An attempt to restrict production or export of uranium could lead to a price rise in the short run. But this would trigger increased production at existing mines as well as efficiency measures that could be put in place almost immediately. The most notable efficiency measure is to lower the "tails assay," that is, the amount of easily fissile uranium 235 in the depleted uranium that is rejected from an enrichment plant. Around the world, the average uranium 235 content of such depleted-uranium tails stood at around 0.33 percent in 2004. (The U-235 content of natural uranium, in weight percent, is 0.711 percent.) By 2011, in the immediate wake of the price boom, it had fallen to 0.22 percent. By letting less uranium 235 pass into the tails waste stream, utilities and uranium enrichers reduced their natural uranium requirements by 20 percent in a very short time.

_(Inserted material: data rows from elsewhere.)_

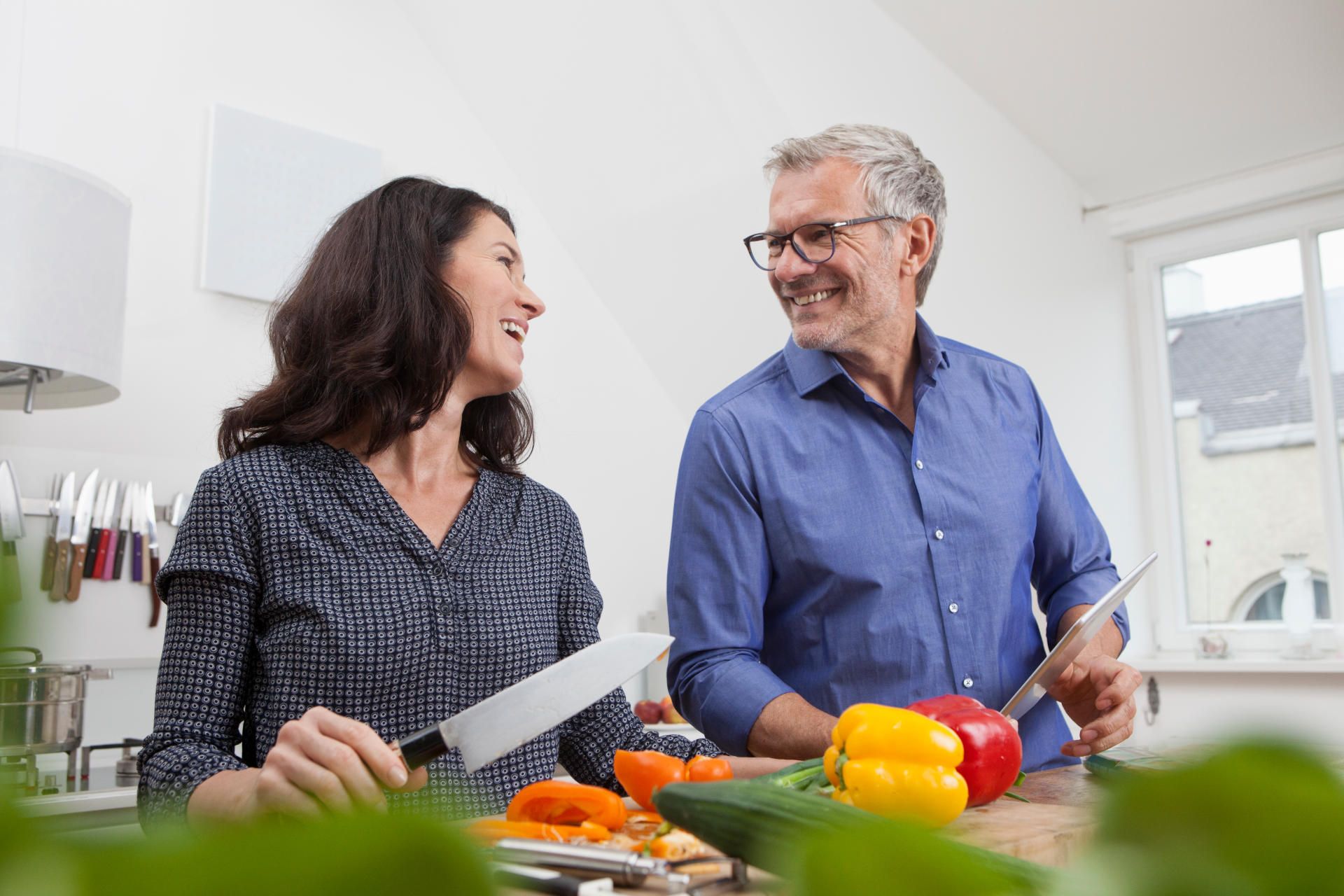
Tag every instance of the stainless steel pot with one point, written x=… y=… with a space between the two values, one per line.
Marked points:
x=42 y=704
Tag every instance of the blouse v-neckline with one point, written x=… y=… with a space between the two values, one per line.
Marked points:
x=375 y=495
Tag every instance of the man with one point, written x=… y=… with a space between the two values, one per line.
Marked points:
x=863 y=516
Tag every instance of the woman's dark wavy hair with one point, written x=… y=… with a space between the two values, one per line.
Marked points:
x=371 y=336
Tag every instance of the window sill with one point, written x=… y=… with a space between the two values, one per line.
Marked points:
x=1247 y=664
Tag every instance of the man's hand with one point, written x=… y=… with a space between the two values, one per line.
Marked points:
x=1097 y=691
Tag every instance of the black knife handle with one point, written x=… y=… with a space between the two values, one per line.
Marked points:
x=122 y=540
x=94 y=535
x=421 y=747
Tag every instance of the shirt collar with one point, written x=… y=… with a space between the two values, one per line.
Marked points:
x=809 y=368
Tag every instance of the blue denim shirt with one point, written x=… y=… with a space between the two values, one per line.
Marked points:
x=820 y=547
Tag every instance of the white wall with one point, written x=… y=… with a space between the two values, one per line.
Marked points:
x=606 y=128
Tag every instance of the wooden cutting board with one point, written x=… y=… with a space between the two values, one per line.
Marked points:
x=1051 y=830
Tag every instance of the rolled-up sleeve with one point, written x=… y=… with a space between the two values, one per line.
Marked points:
x=1072 y=564
x=718 y=580
x=210 y=587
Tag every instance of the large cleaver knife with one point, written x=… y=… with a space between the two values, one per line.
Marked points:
x=1068 y=649
x=536 y=704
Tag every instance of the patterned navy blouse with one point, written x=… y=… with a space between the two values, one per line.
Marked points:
x=298 y=580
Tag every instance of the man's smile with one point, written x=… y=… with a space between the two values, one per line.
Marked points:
x=813 y=298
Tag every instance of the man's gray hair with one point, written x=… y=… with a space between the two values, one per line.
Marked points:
x=895 y=176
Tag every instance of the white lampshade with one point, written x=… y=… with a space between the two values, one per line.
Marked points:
x=64 y=248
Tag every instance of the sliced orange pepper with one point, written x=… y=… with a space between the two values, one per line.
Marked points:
x=645 y=771
x=708 y=769
x=564 y=802
x=492 y=830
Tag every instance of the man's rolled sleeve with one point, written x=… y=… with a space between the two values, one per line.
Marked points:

In the longer term, an increase in the price of uranium would encourage exploration and development of new mines around the world, undercutting any attempt to control the market. Therefore, although expanded control by one country can lead to short-term price spikes, such a spike in uranium prices would not present a danger to the economy as a whole, or even to utilities that are heavily dependent on nuclear power. Globally, uranium supply and reserves are adequate and will remain so. Market forces will act over the medium to long term to expand production, exploit existing reserves, discover new resources, and reduce prices. The Russian government will have little control over these dynamics.